I've always been a great believer in confessions: maybe all those stories of Hindu mythology where repentance equalled a spiritual and karmic cleansing, coupled with my convent education, have super-glued it to my sub-conscious.
When I was a teenager and did things or thought of things that I was too embarrassed or afraid to tell my mum, I confessed to my diary, spelling it out frankly, sometimes hoping that mum would pick the diary up, and read it, and I would be absolved of all guilt. That she was fiercely adamant about giving me my own privacy, is a different matter.
Marrying into a Jain family, and living with Jain in-laws (I live in a joint family: you do know that right?!), I've come to value the ritual of Michami Dukkadam immensely. On the eighth day of Paryushan, the Jain festival of fasting, on Samvatsari, Jains wish one another, big and small, with a firmly clasped Namaste and a body posture bent at the spine, asking for forgiveness, for hurt caused through thoughts and deeds, knowingly and unknowingly committed. One day when you must ask for forgiveness even from your enemies. It's a gratifying scene to witness grandparents bowing to grandchildren, young children bowing to their friends. There is no age for the asking of forgiveness, no gender, no economical or social status.
My sincerest Michami Dukkadam yesterday went to Nino:
For those first five days when I made him feel unwanted, unwelcome and insecure. For my lack of patience; for my inability to understand that his boisterous ways are not as much a lack of discipline as it is in his nature; for exposing him to the complications of adult relations and for taking it for granted that he does not understand the undercurrents of tensions. For my inabilities, for my excesses, for my demons, for my errors and for my tears: Michami Dukkadam, dearest son.

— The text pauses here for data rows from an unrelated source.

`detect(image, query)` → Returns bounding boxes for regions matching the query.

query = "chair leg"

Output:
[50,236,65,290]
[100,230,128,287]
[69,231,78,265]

Amma always said bending makes you stronger: and yet I failed to bow yesterday and respond to Nino's Dad's greetings of forgiveness: there were too many currents flowing within me and the froth of the churning waves refused to let me surface and reciprocate, perhaps because I knew the gesture was only ritualistic. And yet, it deserved a reply, because I too have much to be apologetic for, my whip-lash of a tongue being predominant. It is not easy to live with someone who is a fierce critic: I've seen it too close to not know how damaging words can be.